Background Segmentectomy has become the standard of care in selected patients with stage IA1
and IA2 NSCLC. Lobectomy remains the treatment of choice for stage IB NSCLC. However,
it is unclear how patients with clinical stage IA1-2 NSCLC should be managed if upstaging
occurs due to visceral pleura infiltration on final pathology (stage IB). We aimed
to compare the outcomes of patients who underwent lobectomy or segmentectomy for clinical
stages IA1-2 NSCLC and had visceral pleura infiltration on final pathology.

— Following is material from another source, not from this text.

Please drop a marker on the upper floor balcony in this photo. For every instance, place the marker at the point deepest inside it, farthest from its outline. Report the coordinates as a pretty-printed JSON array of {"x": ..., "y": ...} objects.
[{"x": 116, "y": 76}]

Methods & Materials We retrospectively analyzed all patients with clinical stage IA1-2 NSCLC and postoperative
upstaging due to visceral pleura infiltration who underwent surgery at our center
between 2013 and 2024. Disease-free (DFS) and overall (OS) survivals were calculated
from the date of surgery until recurrence or death, respectively. Univariate analysis
was performed to study the impact of clinical variables on DFS and OS.
Results We identified 46 patients in clinical stage IA1-2 NSCLC who underwent lobectomy (n=18)

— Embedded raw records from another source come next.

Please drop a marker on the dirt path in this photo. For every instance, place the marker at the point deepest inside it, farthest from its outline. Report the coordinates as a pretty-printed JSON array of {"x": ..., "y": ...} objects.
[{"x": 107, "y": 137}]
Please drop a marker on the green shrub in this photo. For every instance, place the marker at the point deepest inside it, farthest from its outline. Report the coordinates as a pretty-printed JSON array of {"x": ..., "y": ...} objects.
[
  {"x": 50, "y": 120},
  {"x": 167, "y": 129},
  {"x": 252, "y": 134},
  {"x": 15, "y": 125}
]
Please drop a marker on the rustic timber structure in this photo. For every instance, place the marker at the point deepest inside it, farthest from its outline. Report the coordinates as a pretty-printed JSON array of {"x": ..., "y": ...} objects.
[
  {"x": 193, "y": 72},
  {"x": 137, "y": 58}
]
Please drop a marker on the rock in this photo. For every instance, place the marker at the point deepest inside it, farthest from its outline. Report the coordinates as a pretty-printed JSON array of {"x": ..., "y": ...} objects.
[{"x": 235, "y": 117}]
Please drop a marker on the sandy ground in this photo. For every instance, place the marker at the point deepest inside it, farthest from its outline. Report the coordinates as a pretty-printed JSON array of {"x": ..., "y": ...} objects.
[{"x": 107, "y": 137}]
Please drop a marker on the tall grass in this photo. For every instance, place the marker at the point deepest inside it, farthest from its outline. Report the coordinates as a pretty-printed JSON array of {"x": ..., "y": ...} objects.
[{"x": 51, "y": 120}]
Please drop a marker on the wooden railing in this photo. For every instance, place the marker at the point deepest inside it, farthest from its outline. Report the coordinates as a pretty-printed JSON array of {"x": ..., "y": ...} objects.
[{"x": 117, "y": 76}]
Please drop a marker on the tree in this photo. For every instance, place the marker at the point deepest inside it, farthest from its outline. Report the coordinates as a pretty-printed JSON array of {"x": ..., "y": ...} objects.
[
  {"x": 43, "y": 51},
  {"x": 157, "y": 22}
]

or segmentectomy (n=28) and had upstaging to stage IB due to visceral pleura infiltration
on final pathology report. There was no difference in patient demographics or clinical
characteristics between the groups. Most of the resections (89%) were performed by
VATS. None of the patients from the segmentectomy group had completion lobectomy due
to visceral pleura infiltration on final pathology report. One death occurred within
the first 90-days following surgery due to pneumonia in the lobectomy group. Median
tumor size was 1.7cm (range 1-2cm). Number of removed lymph nodes was significantly
lower in the segmentectomy group (15.5 vs. 22.5 p=0.031). Resection margin was significantly
smaller in the segmentectomy group (median 2.15cm vs. 3.4cm p=0.028). 5-year DFS (62%
vs. 83%, p=0.393) and OS (49% vs. 63%, p=0.213) were not statistically significantly
different between the segmentectomy and lobectomy groups. Patients with a margin to
tumor ratio MTR≥ 1 had significantly better DFS (87% vs. 39%, p=0.019) than those with a MTR<1. In
patients with less comorbidities (Charlson Deyo comorbidity score< 5), lobectomy offered
significantly better survival (100% vs. 44%, p=0.031).
Conclusion 5-years OS and DFS were not different in our cohort of patients with stage IA1-2
NSCLC who underwent lobectomy or segmentectomy and had upstaging due to visceral pleura
infiltration. Therefore, upstaging may not necessitate completion lobectomy. Further
studies are still required to confirm our findings.